• Ridhey Gill

Lexie Cooper




Tell us about yourself.


I recently completed my Honours BA in Political Science at Wilfrid Laurier University, where I did my seminar studies in citizenship revocation and Canadian political parties. During undergrad, I had the privilege of working at several community charities. Through these experiences, I learned the importance of advocacy and have enhanced my passion for helping others. Following the province wide shut down due to COVID-19, I was looking for a way to make my socially distant summer meaningful. I participated in the Community Leadership Accelerator Program at UJA. As part of the program, I was tasked with creating a Giveback Project that gave back to the Jewish community in some way. Together with a partner, I helped to raise over $5,000 in one week for Chai Lifeline Canada. All donations were used to create Arts and Crafts bags for teenagers with serious medical illness and who are unable to leave their home due to COVID-19.



What area of law are you interested in?


As of right now, I am most interested in family law, wills and estates as well as dispute resolution, however that may change come law school when I explore different fields.



Why did you choose Ryerson Law?


After conducting my own research, several factors led me to pick Ryerson Law over other law schools.


Technology is evolving at unprecedented rates.

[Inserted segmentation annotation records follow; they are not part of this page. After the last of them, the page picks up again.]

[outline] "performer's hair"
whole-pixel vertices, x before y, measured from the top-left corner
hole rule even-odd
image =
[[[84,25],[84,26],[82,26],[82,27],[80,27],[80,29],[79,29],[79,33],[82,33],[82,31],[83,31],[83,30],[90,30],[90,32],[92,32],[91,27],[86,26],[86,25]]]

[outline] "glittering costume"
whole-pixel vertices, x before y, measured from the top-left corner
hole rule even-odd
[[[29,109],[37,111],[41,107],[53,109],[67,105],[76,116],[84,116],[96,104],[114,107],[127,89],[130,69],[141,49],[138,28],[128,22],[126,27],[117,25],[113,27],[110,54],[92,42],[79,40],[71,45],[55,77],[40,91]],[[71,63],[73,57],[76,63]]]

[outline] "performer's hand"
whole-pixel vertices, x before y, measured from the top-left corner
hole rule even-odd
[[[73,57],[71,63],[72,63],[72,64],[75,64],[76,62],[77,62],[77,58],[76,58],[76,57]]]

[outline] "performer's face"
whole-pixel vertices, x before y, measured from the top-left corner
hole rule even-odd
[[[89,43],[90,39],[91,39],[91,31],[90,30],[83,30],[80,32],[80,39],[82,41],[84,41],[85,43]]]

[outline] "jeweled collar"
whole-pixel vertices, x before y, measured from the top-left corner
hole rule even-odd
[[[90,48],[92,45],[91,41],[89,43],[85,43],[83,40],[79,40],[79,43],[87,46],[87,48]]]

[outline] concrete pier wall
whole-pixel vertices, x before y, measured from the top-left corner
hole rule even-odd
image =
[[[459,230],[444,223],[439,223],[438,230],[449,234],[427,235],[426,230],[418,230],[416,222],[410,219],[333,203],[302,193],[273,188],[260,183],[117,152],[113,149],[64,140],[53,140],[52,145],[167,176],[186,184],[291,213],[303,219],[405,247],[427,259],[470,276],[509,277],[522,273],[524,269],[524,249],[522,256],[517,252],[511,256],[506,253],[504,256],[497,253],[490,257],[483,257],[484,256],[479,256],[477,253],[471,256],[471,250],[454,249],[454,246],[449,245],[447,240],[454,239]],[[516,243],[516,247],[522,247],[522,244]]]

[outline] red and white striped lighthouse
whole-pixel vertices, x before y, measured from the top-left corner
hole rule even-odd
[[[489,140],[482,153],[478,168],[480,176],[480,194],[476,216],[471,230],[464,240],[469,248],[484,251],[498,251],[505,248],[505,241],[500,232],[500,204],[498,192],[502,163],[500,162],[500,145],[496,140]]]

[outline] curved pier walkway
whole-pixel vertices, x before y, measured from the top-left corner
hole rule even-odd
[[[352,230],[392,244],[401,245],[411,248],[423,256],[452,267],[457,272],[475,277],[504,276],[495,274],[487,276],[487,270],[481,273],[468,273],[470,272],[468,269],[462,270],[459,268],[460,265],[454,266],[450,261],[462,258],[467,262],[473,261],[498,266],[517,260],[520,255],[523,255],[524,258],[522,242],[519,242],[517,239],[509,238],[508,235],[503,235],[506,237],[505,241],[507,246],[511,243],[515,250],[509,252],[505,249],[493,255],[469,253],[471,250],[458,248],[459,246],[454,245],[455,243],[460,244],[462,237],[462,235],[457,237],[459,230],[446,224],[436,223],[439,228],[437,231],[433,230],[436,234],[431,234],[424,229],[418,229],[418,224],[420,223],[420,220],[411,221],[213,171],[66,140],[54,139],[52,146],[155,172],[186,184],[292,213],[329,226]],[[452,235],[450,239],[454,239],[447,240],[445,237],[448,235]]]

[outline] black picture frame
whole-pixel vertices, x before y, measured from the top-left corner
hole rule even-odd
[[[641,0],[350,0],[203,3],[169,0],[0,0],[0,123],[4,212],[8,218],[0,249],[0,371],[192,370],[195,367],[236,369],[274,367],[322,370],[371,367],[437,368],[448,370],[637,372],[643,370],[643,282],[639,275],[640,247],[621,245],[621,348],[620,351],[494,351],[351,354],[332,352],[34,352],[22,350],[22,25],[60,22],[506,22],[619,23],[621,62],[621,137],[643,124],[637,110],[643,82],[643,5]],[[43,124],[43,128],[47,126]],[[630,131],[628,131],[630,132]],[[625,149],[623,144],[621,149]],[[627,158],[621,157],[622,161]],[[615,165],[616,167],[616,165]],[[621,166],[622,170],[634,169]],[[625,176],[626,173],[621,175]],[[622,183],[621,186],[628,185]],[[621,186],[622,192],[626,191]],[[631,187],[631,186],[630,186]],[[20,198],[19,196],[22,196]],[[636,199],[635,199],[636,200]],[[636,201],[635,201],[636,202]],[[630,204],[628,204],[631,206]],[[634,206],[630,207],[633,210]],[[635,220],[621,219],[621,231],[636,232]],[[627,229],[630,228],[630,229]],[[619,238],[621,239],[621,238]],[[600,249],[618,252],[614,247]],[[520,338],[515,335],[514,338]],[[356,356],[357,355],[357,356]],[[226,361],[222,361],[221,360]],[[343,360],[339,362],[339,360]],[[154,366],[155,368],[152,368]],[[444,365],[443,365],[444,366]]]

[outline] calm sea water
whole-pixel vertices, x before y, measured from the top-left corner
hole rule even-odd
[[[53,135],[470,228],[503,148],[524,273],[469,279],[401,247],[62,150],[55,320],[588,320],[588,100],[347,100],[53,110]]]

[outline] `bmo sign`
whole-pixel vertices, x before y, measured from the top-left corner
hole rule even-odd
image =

It is evident in science, medicine, and we’re seeing it in law too. Law firms and tech companies are creating ways to simplify the legal process through technology, in order to make legal services quicker, cheaper, and thus more accessible. I figured if Ryerson is going to equip me with the technological and entrepreneurial skills to utilize technologies to enhance my career, then why would I pass that up? It is often stated that, “law school teaches you the law, but it doesn’t teach you how to be a lawyer”. I believe that because of Ryerson Law’s focus on experiential learning and the fact that the program was designed with input from legal practitioners, that I’ll acquire skills that I wouldn’t have acquired at a more traditional law school.

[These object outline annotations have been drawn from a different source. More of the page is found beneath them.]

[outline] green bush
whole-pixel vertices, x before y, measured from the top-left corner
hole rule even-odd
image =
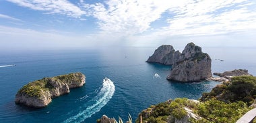
[[[236,122],[243,114],[249,111],[245,102],[225,103],[211,99],[198,105],[195,112],[203,118],[202,122],[228,123]],[[192,122],[197,122],[193,120]]]

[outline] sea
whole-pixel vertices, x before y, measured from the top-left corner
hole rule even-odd
[[[95,123],[104,114],[125,121],[129,114],[134,122],[151,105],[176,98],[197,100],[220,84],[166,80],[170,66],[145,62],[156,48],[1,52],[0,122]],[[212,57],[212,72],[247,69],[256,75],[256,48],[202,48]],[[48,106],[36,109],[15,104],[17,92],[28,82],[77,72],[86,75],[86,84],[54,98]]]

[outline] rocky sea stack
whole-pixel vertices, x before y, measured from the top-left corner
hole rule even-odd
[[[193,43],[188,43],[181,53],[172,45],[162,45],[146,62],[172,65],[170,74],[167,76],[170,80],[199,82],[212,77],[210,57]]]
[[[69,93],[69,89],[81,87],[85,83],[86,76],[82,73],[44,78],[23,86],[18,92],[15,102],[30,107],[45,107],[52,98]]]

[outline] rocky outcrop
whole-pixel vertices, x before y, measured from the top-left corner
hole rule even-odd
[[[45,107],[52,98],[69,93],[69,89],[81,87],[85,83],[86,76],[82,73],[44,78],[23,86],[18,92],[15,102],[30,107]]]
[[[170,45],[163,45],[158,47],[146,62],[159,63],[164,65],[172,65],[179,60],[181,53],[175,51]]]
[[[244,75],[252,76],[252,75],[248,73],[247,70],[242,70],[242,69],[234,70],[232,71],[226,71],[223,73],[214,73],[214,75],[216,75],[220,77],[224,77],[225,78],[230,78],[232,76],[244,76]]]
[[[234,70],[232,71],[226,71],[223,73],[214,73],[214,75],[218,76],[220,77],[211,77],[207,79],[207,80],[218,81],[218,82],[227,82],[230,81],[231,78],[234,76],[253,76],[251,74],[248,73],[247,70]]]
[[[179,82],[198,82],[212,77],[212,59],[208,54],[193,43],[188,43],[172,66],[167,80]]]
[[[115,119],[109,118],[106,115],[103,115],[100,119],[97,120],[97,123],[115,123]]]
[[[198,82],[212,77],[211,58],[193,43],[188,43],[182,53],[175,51],[170,45],[163,45],[146,62],[172,65],[171,72],[167,76],[170,80]]]

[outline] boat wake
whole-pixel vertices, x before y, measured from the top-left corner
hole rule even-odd
[[[158,74],[157,73],[156,73],[155,74],[154,74],[154,76],[153,76],[153,78],[160,78],[161,77],[160,76],[159,74]]]
[[[15,66],[15,64],[10,64],[10,65],[5,65],[5,66],[0,66],[0,68],[5,68],[5,67],[12,67]]]
[[[80,111],[75,116],[69,118],[64,122],[82,122],[86,118],[91,117],[92,114],[99,112],[108,102],[114,95],[115,90],[114,83],[110,79],[104,78],[100,92],[84,105],[84,106],[86,106],[89,104],[86,110]],[[92,104],[90,105],[90,104]]]

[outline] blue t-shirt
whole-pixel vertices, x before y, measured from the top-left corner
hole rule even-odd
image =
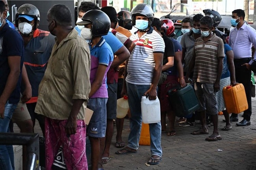
[[[75,28],[78,32],[78,35],[81,36],[81,30],[76,26],[75,27]],[[103,35],[102,37],[105,39],[107,43],[110,46],[113,53],[117,52],[124,45],[110,31],[109,31],[108,34]]]
[[[106,86],[107,73],[114,59],[114,55],[110,46],[106,42],[103,37],[98,44],[92,48],[89,46],[91,51],[91,73],[90,81],[91,84],[95,80],[99,64],[107,66],[105,72],[101,86],[95,92],[91,98],[108,98]]]
[[[171,38],[171,39],[173,41],[173,45],[174,45],[174,51],[175,53],[178,51],[182,51],[182,48],[180,45],[180,44],[177,40],[175,39]],[[168,75],[172,75],[178,76],[178,69],[177,69],[177,66],[175,63],[174,60],[174,64],[173,67],[171,67],[167,70]]]
[[[223,60],[223,69],[221,73],[221,79],[224,79],[230,76],[230,73],[228,70],[228,58],[226,55],[226,53],[229,51],[232,50],[232,48],[227,44],[224,44],[224,53],[225,57]]]
[[[8,99],[10,104],[17,104],[20,100],[21,71],[23,64],[23,40],[19,33],[6,23],[0,31],[0,95],[6,86],[10,69],[8,63],[9,56],[20,56],[20,73],[16,87]]]

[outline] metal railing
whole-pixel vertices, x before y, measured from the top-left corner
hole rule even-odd
[[[25,145],[26,170],[39,170],[39,134],[26,133],[0,133],[0,144]]]

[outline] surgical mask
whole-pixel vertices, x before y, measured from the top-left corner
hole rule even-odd
[[[140,30],[145,30],[148,27],[148,21],[143,20],[136,20],[134,27]]]
[[[85,40],[91,40],[93,38],[93,35],[91,32],[91,29],[89,28],[83,27],[81,30],[81,36]]]
[[[199,34],[201,33],[200,29],[196,29],[194,27],[192,28],[192,31],[195,34]]]
[[[238,23],[239,22],[239,21],[238,22],[236,22],[236,20],[237,20],[237,19],[231,18],[231,20],[230,21],[230,22],[231,22],[231,24],[232,26],[234,26],[235,27],[236,27],[236,26],[237,26],[237,25],[238,24]]]
[[[232,27],[230,27],[230,28],[229,29],[229,31],[230,31],[230,32],[231,31],[231,30],[232,30],[234,29],[235,29],[235,28],[234,28],[234,27],[233,27],[232,26]]]
[[[188,33],[190,31],[190,29],[189,28],[182,28],[181,29],[181,32],[183,34],[185,34],[185,33]]]
[[[83,21],[82,18],[77,18],[77,20],[76,21],[77,23],[81,22],[81,21]],[[78,26],[78,25],[77,25],[76,26],[78,28],[78,29],[80,29],[80,30],[82,30],[82,28],[84,27],[84,26]]]
[[[1,19],[2,18],[2,17],[3,16],[3,15],[2,15],[2,16],[1,16],[1,18],[0,18],[0,27],[1,27],[2,26],[2,24],[3,24],[3,22],[1,21]]]
[[[32,31],[32,26],[28,22],[20,22],[19,24],[19,30],[23,34],[27,35]]]
[[[210,31],[201,31],[201,35],[202,35],[202,36],[204,37],[208,37],[208,36],[210,34]]]

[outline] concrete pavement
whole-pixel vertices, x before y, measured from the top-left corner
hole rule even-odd
[[[256,99],[252,99],[251,125],[238,127],[236,126],[236,122],[231,122],[232,129],[223,131],[221,129],[225,125],[222,122],[224,116],[219,116],[219,130],[222,138],[220,141],[205,141],[210,135],[191,134],[200,127],[199,124],[196,123],[194,126],[180,127],[175,123],[176,136],[169,137],[166,133],[162,133],[163,155],[161,163],[150,166],[145,164],[150,157],[149,146],[140,146],[135,154],[115,154],[119,149],[115,146],[115,126],[110,154],[111,160],[103,167],[105,170],[256,170]],[[243,119],[241,115],[239,115],[239,121]],[[18,130],[17,128],[15,129],[16,132]],[[210,134],[213,130],[213,127],[209,128]],[[38,123],[35,131],[42,135]],[[129,133],[129,120],[125,119],[122,138],[126,144]]]

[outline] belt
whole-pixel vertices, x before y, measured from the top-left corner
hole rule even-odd
[[[238,58],[238,59],[234,58],[234,61],[247,61],[247,60],[250,60],[251,58],[252,57],[242,58]]]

I also realized upon further research that Canada has an articling shortage. With Ryerson’s professional placement, hopefully more positions will be available to us and we can benefit from this alternative design to the traditional articling method.


I recognize that there is some skepticism about a new law program but in the end, we are all learning the same law and everything has a “first”. What better way to truly be a leader in this industry than to join the inaugural class of Ryerson Law and set the school on a path that will shape generations of new lawyers?



What do you hope to accomplish with your J.D.?


I hope to use the skills I learn at Ryerson Law to make the legal system more accessible. While I recognize that there are a plethora of lawyers in Ontario, many citizens still go without proper representation due to a variety of factors. Therefore, through whatever type of law I choose to practice, I hope to ensure proper representation for those who desire it.



As a part of the inaugural cohort of Ryerson Law, what are you most looking forward to?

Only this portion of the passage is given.